14. Ik concludeer dat Uw Raad deze aanvrage tot herziening van de uitspraak van het gerechtshof ’s-Hertogenbosch van 28 juli 2008 gegrond zal achten, voor zover nodig de opschorting of schorsing van de tenuitvoerlegging van dit arrest zal bevelen en de strafzaak zal verwijzen naar een ander gerechtshof ten einde deze opnieuw te onderzoeken en te beslissen als bedoeld in art. 472, tweede lid, Sv.
De procureur-generaal
bij de Hoge Raad der Nederlanden,
Voetnoten
Voetnoten Conclusie 04‑11‑2014
Voor wat betreft de hiervoor genoemde data verwijs ik naar de originele aktes van uitreiking die zich in het strafdossier bevinden. [betrokkene 3] is waarschijnlijk de (inmiddels overleden) vader van [aanvrager] en [betrokkene 2]. De uitreiking in hoger beroep is m.a.w. niet relevant voor de beoordeling van het novum.

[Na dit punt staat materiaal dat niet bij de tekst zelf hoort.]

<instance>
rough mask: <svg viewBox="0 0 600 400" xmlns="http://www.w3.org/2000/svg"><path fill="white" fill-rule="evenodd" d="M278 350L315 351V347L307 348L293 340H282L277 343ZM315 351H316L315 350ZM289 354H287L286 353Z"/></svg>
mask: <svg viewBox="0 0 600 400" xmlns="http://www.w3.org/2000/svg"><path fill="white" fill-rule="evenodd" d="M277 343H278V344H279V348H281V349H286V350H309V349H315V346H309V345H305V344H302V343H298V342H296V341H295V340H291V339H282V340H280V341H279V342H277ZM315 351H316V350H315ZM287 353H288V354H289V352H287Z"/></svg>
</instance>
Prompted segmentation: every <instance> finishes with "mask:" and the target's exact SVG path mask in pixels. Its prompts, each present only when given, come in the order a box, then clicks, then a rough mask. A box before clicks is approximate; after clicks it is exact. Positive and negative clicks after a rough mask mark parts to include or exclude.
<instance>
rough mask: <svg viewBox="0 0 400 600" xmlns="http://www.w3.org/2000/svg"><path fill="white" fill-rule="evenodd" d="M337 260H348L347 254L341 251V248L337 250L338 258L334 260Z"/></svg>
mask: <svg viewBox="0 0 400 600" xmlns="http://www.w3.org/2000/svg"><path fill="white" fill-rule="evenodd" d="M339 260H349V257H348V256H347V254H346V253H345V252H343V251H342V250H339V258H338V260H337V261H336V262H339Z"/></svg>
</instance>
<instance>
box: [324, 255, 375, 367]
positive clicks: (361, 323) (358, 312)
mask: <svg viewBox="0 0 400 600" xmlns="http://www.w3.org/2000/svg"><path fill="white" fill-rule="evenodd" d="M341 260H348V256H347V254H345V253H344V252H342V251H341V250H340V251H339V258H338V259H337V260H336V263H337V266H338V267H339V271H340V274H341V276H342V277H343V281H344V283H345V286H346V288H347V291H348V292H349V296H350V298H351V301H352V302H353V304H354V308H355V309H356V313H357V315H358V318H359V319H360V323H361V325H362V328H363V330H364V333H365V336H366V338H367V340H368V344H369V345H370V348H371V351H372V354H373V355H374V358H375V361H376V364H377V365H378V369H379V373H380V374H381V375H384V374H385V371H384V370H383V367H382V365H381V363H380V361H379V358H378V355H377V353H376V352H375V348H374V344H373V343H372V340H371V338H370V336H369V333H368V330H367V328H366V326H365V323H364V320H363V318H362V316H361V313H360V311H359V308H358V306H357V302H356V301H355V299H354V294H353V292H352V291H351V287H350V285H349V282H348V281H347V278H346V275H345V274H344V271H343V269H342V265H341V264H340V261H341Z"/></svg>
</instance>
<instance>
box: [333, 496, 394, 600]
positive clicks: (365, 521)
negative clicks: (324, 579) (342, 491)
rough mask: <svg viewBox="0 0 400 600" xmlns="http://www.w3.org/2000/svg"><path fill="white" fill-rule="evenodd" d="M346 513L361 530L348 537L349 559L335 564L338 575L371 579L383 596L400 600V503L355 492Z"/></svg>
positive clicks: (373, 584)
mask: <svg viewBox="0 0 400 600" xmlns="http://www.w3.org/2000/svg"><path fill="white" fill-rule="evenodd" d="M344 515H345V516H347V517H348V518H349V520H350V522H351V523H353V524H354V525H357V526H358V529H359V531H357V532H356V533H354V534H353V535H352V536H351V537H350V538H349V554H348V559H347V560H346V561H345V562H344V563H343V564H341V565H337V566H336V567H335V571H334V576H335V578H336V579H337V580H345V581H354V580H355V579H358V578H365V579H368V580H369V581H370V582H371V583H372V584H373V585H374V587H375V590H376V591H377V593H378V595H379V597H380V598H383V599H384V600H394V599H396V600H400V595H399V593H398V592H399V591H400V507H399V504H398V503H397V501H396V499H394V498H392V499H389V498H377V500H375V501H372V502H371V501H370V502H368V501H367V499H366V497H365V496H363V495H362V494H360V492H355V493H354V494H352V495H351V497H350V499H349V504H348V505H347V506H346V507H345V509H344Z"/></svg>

Ik ben niet bij machte de handtekening van [betrokkene 2] te onderscheiden op het kopie van het paspoort dat als productie 20 bij de aanvraag is gevoegd.
Ik wil er in dit verband graag op wijzen dat de aanvrager in de strafzaak op zijn naam in hoger beroep niet is verschenen en aan (ernstige) twijfel onderhevig is of hij voorafgaand daaraan van de terechtzitting in hoger beroep op de hoogte was. De afwezigheid van verweer in hoger beroep kan hem in dit verband m.i. dus niet worden tegengeworpen.Terzijde, indien niet in voldoende mate vaststaat welke niet-verschenen persoon in hoger beroep door een gemachtigd raadsman wordt vertegenwoordigd, is het naar mijn inzicht voor het onderzoek naar een eventuele persoonsverwisseling überhaupt niet relevant of de gestelde persoonsverwisseling bij wijze van verweer reeds in hoger beroep naar voren is gebracht. Dit klemt te meer indien in een herzieningsverzoek juist op grond van een persoonsverwisseling uitdrukkelijk wordt betwist dat de gemachtigd raadsman (die in hoger beroep zonder cliënt is verschenen) de aanvrager tot herziening vertegenwoordigde. Anders (in een overweging ten overvloede): HR 16 september 2014, ECLI:NL:HR:2014:2794, r.o. 4.4, tweede alinea.